Observation data (J2000.0 epoch)
- Constellation: Cetus
- Right ascension: 02^{h} 14^{m} 17.44^{s}
- Declination: −11° 58′ 47.70″
- Redshift: 2.338800
- Heliocentric radial velocity: 701,155 km/s
- Distance: 10.512 Gly

Characteristics
- Type: Radio galaxy

Other designations
- LEDA 2823016

= TXS 0211−122 =

Radio galaxy in the constellation of Cetus

TXS 0211−122 is a high redshift radio galaxy located in the constellation of Cetus. The redshift of the object is (z) 2.338 and it was first discovered by R. van Ojik and other astronomers in September 1994, who found the object has an ultra steep radio spectrum.

== Description ==
The host galaxy of TXS 0211−122 is found to be extremely massive, containing a bright central nucleus with a much smaller clump feature, based on imaging made by Hubble Space Telescope (HST). It is also shown to be a starburst galaxy undergoing an immense wave of star formation in its central region. The total molecular hydrogen amount of the galaxy is 10^{11} M_{☉} and it has a stellar mass of around 1.45 × 10^{11} M_{☉}.

The radio source is classified as a double with a Fanaroff-Riley Class Type II morphology. The flux density of the source has been estimated to be 189 mJy at 1465 MHz. A weak radio core is found between the radio lobes of the source. A curved and bent radio jet has also been discovered, extending outwards from the core towards the eastern lobe. This has been suggested to interact with the interstellar medium.
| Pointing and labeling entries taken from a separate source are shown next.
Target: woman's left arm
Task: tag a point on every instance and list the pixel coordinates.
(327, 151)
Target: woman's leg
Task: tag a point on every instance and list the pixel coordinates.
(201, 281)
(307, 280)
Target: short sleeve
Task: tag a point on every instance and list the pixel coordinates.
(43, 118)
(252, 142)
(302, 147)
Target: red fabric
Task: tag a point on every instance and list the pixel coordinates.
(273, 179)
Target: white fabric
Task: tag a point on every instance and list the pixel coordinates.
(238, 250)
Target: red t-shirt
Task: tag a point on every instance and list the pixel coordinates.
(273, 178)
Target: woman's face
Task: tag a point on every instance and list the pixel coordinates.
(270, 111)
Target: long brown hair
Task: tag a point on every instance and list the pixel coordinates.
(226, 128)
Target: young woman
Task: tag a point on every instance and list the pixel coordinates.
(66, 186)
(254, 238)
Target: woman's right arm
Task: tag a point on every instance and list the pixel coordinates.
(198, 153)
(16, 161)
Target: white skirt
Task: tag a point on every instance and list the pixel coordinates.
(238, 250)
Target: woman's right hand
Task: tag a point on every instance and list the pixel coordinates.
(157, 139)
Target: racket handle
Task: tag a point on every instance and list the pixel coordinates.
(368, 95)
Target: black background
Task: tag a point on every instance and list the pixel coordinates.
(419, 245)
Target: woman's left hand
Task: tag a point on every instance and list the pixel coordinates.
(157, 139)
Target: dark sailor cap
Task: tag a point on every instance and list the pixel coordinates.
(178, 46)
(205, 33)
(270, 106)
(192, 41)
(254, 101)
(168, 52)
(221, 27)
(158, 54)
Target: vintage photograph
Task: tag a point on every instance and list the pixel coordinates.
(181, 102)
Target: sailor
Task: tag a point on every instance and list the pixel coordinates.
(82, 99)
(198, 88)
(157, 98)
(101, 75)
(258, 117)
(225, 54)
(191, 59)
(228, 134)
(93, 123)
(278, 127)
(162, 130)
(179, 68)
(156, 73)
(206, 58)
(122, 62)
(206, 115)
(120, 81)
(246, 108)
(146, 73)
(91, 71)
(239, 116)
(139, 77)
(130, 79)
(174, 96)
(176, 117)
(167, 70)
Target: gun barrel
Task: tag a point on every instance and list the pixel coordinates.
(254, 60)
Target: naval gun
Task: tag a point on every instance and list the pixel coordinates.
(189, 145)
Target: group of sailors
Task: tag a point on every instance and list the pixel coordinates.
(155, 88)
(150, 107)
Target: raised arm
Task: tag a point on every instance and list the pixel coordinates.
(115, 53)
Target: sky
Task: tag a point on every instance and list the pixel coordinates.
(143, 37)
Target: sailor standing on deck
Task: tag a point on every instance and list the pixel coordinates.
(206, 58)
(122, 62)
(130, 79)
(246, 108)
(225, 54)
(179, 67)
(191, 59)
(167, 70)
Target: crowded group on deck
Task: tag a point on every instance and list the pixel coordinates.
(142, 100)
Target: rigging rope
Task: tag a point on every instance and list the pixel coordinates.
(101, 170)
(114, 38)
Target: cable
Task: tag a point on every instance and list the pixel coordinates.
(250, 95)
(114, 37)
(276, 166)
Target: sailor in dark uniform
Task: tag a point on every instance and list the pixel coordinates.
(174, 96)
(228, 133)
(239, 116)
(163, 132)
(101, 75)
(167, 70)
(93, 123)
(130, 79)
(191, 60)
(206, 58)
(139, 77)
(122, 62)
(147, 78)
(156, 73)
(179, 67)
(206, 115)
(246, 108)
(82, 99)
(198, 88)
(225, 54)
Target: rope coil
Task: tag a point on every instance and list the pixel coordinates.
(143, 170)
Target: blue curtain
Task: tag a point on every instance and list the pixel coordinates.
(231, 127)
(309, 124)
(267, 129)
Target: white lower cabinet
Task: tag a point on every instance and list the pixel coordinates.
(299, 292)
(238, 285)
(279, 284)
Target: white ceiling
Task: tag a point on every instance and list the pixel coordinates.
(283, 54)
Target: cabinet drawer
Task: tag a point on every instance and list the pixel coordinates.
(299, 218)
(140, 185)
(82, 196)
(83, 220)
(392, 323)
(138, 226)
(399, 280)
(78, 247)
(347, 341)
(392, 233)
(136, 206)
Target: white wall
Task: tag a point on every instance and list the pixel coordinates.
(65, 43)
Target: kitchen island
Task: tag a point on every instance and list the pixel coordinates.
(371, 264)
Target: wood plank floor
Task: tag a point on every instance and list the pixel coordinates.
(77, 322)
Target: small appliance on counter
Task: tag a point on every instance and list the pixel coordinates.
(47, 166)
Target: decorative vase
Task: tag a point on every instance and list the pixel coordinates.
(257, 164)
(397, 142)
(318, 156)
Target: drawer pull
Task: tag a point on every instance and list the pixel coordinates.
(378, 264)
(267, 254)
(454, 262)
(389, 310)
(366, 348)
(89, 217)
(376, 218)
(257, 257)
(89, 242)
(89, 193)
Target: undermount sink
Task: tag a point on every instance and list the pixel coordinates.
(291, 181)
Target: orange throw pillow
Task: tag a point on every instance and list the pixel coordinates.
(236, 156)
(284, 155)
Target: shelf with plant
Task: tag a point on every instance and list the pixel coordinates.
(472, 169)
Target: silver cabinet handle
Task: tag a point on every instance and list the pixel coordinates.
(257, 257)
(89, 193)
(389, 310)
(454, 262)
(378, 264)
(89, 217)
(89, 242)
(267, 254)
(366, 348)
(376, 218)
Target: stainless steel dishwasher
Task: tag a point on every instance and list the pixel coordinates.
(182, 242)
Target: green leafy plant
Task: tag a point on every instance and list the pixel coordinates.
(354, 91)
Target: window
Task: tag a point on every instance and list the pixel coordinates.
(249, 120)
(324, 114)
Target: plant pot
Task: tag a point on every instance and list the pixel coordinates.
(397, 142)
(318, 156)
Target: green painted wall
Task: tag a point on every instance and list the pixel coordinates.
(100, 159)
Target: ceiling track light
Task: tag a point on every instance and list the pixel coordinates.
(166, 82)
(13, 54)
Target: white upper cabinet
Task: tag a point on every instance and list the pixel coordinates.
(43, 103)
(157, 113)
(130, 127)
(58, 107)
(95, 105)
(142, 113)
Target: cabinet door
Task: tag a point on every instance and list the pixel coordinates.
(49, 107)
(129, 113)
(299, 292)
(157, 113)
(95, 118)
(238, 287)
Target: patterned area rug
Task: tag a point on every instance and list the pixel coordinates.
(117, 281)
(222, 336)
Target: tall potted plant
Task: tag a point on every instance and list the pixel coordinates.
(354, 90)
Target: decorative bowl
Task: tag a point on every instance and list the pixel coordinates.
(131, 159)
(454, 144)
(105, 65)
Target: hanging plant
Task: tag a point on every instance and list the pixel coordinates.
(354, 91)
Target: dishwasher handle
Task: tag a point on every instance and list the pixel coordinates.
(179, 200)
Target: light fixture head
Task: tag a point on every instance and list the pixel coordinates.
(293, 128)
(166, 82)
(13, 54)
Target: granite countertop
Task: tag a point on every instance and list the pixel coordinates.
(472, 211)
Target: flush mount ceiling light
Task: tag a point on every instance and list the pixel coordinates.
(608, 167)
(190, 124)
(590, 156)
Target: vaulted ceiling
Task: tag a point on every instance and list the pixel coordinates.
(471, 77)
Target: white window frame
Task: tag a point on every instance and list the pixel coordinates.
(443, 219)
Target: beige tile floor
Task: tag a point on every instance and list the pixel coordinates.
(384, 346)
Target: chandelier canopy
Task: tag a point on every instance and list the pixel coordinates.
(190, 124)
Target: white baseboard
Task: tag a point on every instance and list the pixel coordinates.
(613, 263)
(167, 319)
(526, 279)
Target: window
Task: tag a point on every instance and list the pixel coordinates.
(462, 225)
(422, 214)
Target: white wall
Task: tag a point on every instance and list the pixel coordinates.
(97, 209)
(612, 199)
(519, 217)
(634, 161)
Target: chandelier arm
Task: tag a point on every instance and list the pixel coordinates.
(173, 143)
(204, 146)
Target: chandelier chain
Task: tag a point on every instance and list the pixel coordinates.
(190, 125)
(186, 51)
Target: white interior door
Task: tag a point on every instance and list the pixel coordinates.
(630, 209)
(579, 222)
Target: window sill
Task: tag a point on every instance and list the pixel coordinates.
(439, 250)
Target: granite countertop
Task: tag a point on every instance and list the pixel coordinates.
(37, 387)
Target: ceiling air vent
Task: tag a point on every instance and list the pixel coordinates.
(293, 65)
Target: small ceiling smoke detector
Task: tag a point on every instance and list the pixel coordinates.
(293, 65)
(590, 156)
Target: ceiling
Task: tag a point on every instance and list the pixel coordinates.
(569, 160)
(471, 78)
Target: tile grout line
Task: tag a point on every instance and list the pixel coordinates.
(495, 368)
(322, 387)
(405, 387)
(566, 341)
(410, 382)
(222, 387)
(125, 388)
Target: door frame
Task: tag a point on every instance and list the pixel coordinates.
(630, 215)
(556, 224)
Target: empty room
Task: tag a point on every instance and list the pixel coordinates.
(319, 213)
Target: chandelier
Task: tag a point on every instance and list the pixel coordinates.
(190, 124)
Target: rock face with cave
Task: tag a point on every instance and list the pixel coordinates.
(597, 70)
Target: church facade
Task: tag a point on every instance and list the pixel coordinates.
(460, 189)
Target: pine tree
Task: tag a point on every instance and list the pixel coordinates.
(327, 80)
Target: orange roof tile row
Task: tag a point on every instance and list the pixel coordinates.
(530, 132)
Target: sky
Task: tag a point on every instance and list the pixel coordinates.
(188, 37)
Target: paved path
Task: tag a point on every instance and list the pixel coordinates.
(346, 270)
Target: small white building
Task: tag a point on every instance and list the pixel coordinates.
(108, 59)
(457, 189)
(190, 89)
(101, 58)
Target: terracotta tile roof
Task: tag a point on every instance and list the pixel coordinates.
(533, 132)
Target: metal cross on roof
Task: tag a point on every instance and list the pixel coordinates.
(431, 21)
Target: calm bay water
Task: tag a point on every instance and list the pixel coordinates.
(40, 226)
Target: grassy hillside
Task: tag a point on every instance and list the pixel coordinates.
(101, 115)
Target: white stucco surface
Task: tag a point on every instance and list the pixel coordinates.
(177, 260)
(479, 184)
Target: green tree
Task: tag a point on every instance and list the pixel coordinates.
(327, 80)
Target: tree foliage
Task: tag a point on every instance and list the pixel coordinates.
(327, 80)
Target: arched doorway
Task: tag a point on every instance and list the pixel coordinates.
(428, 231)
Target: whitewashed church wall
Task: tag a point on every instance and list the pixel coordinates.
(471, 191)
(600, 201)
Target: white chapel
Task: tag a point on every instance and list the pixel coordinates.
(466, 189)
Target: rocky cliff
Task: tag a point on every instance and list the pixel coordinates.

A study showed the jet is driving the outflows from the galaxy. The narrow component contains interstellar gas that is both extended and elongated along the radio axis position from the south-east to north-west. On the eastern side of the nucleus, the line widths are different, with a full-width at half maximum of 300 kilometers per seconds which is more compared to the western side. The galaxy is also surrounded by a large Lyman-alpha emission nebula with polarization which increases east from the nucleus to 16.4 ± 4.6%. A shell structure is found associated with the nebula, interpreted as a product of supernovae depositing energy into the interstellar medium, thus creating expanding gas bubbles.